The 37-year-old actor of Star Trek fame told OUT Magazine this week he was alarmed by the rising number of HIV infections in adolescents.

He said: “I think there’s a tremendous sense of complacency in the LGBT community.

“AIDS has lost the edge of horror it possessed when it swept through the world in the ’80s.

“Today’s generation sees it more as something to live with and something to be much less fearful of. And that comes with a sense of, dare I say, laziness.”

He also urged caution towards prophylactic drugs like PrEP, saying: “We need to be really vigilant and open about the fact that these drugs are not to be taken to increase our ability to have recreational sex.

“There’s an incredible underlying irresponsibility to that way of thinking…and we don’t yet know enough about this vein of medication to see where it’ll take us down the line.”
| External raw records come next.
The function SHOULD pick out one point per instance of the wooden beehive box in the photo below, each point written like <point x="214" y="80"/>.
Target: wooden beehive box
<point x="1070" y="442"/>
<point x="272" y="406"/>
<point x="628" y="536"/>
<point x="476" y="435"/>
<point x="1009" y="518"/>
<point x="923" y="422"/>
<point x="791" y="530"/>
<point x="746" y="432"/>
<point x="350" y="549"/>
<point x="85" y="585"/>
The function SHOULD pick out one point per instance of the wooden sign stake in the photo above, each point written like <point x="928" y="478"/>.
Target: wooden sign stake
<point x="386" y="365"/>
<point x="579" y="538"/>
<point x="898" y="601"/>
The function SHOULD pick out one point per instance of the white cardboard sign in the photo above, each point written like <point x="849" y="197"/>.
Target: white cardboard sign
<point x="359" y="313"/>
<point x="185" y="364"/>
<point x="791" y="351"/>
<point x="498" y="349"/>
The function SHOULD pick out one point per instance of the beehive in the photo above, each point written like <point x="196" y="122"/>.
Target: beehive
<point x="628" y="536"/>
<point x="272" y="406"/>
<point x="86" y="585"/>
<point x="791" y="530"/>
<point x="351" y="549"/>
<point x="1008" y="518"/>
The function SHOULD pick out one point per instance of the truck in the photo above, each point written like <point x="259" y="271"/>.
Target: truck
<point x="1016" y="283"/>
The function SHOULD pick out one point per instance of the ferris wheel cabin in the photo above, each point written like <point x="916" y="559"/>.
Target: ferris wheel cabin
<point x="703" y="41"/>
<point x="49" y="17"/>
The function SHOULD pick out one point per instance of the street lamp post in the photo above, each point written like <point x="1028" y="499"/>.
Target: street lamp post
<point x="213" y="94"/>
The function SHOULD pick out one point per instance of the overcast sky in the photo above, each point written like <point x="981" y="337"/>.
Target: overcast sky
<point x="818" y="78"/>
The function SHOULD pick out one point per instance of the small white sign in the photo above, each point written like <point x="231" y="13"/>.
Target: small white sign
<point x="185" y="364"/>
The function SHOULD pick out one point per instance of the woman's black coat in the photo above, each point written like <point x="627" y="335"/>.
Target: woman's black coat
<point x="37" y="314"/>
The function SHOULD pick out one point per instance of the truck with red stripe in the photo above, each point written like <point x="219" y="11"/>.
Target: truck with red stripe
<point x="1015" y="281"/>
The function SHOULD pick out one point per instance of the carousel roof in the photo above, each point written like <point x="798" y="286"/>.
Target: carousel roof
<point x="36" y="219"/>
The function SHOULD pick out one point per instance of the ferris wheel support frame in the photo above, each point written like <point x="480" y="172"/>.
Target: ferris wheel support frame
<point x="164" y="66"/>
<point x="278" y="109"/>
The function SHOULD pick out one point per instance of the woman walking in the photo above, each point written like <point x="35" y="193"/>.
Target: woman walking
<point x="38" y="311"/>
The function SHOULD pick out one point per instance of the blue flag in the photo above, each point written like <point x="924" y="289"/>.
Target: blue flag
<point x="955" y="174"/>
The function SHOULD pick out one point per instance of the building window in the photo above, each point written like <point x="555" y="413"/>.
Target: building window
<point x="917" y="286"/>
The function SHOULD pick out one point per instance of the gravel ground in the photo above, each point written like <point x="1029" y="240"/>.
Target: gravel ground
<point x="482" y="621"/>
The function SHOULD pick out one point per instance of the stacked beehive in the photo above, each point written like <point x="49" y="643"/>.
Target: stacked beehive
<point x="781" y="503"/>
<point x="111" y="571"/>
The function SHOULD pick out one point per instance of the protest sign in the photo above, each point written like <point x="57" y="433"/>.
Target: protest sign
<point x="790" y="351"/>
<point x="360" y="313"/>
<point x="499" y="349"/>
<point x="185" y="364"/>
Quinto revealed in an interview in May that he has “only worked more” since he came out as gay, and said he is glad to have opened up about being gay, because he thinks it had positively affected his career.

He came out as gay in October 2011 to “an overwhelming wave of support,” in an interview with New York magazine and wrote a blog post explaining his decision.

Before making his decision to come out, Quinto had been actively working with the Trevor Project, the It Gets Better initiative, and other pro-equality charities, but he said he felt that coming out had enhanced his work with these groups.

After coming out he wrote on his blog that the suicide of gay 14-year-old Jamey Rodemeyer had spurred him to be open, and on coming out, he said: “I had been thinking about it all the time for a while, just sort of peripherally.